Variant counts above are from the source publications (pre-liftOver totals). Of 242,818 total source variants, 239,028 lifted successfully to hg38; see Methods.

Methods

Data was downloaded from the MPRAVarDB web server. Variants originally mapped to hg19 (213,689 of 242,818) were lifted to hg38 using liftOver. 114 variants could not be mapped and were excluded. The remaining variants were merged with the 29,129 natively hg38-mapped variants to produce a total of 239,028 hg38 records.

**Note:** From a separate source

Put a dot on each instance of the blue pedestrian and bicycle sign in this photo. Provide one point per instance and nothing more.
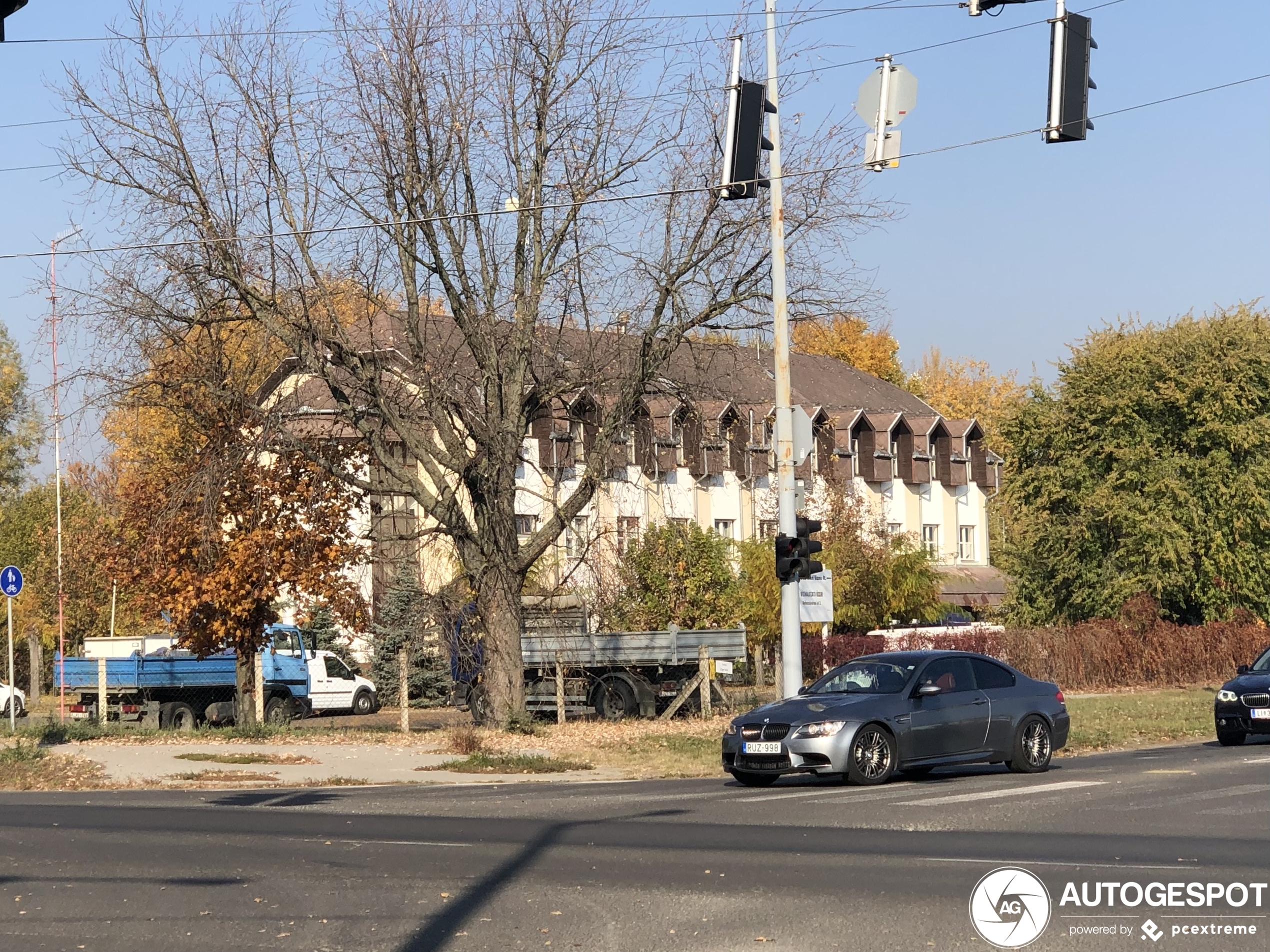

Significance thresholds across studies: The source studies in MPRAVarDB do not all use the same significance framework. Most studies apply a Benjamini-Hochberg FDR threshold (commonly 0.05 or 0.10), but some report only nominal regression p-values. For example, Tewhey et al., 2016 uses BH FDR < 0.05 to call "emVars", Griesemer et al., 2021 and McAfee et al., 2023 use BH FDR < 0.10, and Kircher et al., 2019 reports raw regression p-values rather than FDR. The track applies a uniform FDR < 0.05 / nominal p < 0.05 color cutoff for visual consistency, which is the more conservative of the FDR thresholds reported by the source studies. For any variant of interest, consult the source publication for the original significance call.

Data Access

The data can be explored interactively in table format with the Table Browser or the Data Integrator and exported from there to spreadsheet or tab-sep tables. From scripts, the data can be accessed through our API, track=mpraVarDb.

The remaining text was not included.